La Vía Portuense se dirige hacia el nuevo puerto de Ostia, en la orilla norte del Tíber. Teníamos que atajar por la ciudad para cruzar el río por el puente Probo. Anácrites y yo empezamos nuestras inspecciones del Censo por aquel lado y tomábamos muchas veces el trasbordador hasta las inmediaciones del Emporio, pero, a caballo, era de todo punto imposible usar esa vía. Yo detestaba cabalgar, aunque advertí que Eliano tenía una buena silla y parecía cómodo espoleando a su montura. Podríamos haber usado el carruaje del senador pero, en vista de la hora, lo que necesitábamos era ir deprisa. También renunciamos a una escolta, que no haría sino atraer la atención. Íbamos armados con nuestras espadas bajo la capa y tendríamos que fiarnos de nuestra buena estrella.

Al pasar junto a los Jardines del César, vimos ya la presencia de algunos tipos sospechosos. Pronto nos encontramos cabalgando junto a la casa de las fieras donde, seis meses antes, había empezado mi ascenso social como investigador de los fraudes al Censo que se cometían entre los suministradores del circo. El establecimiento estaba cerrado y en silencio, pues no se oía el eco del bullicio de los gladiadores tras la colación nocturna ni el inesperado rugido de un león. Ya en el campo, nos cruzamos con un par de viajeros que habían calculado mal el tiempo y llegaban tarde de la costa. Cuando llegaran a la ciudad tendrían que quedarse en el Trastévere, ese barrio que los conocedores de la ciudad evitan y en el cual los forasteros suelen terminar víctimas de un atraco o de algo peor. Más tarde, nos topamos con algún que otro miembro de la plebe adornado con espigas, señal inequívoca de que había estado en los juegos del bosque sagrado. Eliano suponía que la mayoría de la gente se había marchado mucho más temprano o se quedaría hasta el amanecer. Esto último parecía lo recomendable.

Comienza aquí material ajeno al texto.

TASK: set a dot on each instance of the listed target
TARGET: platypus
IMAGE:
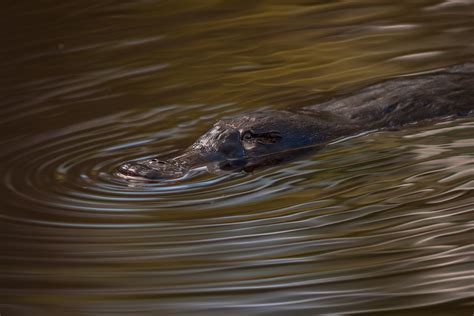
(262, 138)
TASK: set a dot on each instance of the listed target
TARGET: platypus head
(244, 142)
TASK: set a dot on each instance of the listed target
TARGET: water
(380, 223)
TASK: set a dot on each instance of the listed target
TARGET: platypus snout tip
(139, 169)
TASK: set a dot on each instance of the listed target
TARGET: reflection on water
(377, 223)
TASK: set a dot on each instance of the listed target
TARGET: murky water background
(378, 223)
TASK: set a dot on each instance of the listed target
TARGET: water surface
(380, 223)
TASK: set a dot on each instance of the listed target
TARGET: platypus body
(252, 140)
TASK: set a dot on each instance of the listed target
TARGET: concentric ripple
(380, 223)
(365, 225)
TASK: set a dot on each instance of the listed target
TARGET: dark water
(379, 223)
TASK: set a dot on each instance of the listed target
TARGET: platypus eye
(248, 136)
(262, 138)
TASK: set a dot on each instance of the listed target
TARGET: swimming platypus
(251, 140)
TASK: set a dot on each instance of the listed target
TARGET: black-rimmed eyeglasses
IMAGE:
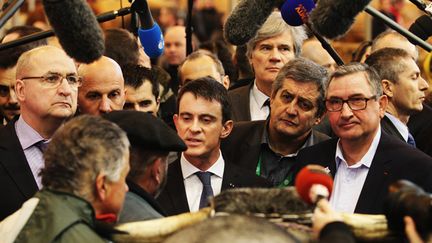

Mientras cabalgábamos, me contó los acontecimientos más señalados del día como mejor supo: los sacrificios de primera hora de la mañana a cargo del maestro, la búsqueda ritual de espigas de los hermanos ante el templo de la diosa, el compartir el pan de laurel (fuera lo que fuese semejante cosa) y los nabos (por lo menos, los arvales no eran presuntuosos en la elección de sus guarniciones a base de verduras), y la unción de la imagen de la diosa. Después, despejado el templo y cerradas las puertas, los hermanos arvales se recogieron las túnicas y llevaron a cabo una danza tradicional a los sones de su antiguo himno (tan complejo y misterioso que debían servirse de tablillas de instrucciones para llevarlo a cabo). Después llegó la elección de un nuevo maestro para el próximo año, la distribución de premios y de rosas y una tarde de juegos que presidía el maestro arval revestido de la indumentaria de ceremonias. Para entonces, con buen apetito, los hermanos regresaban a Roma para cambiarse de ropa y seguir con nuevos banquetes nocturnos.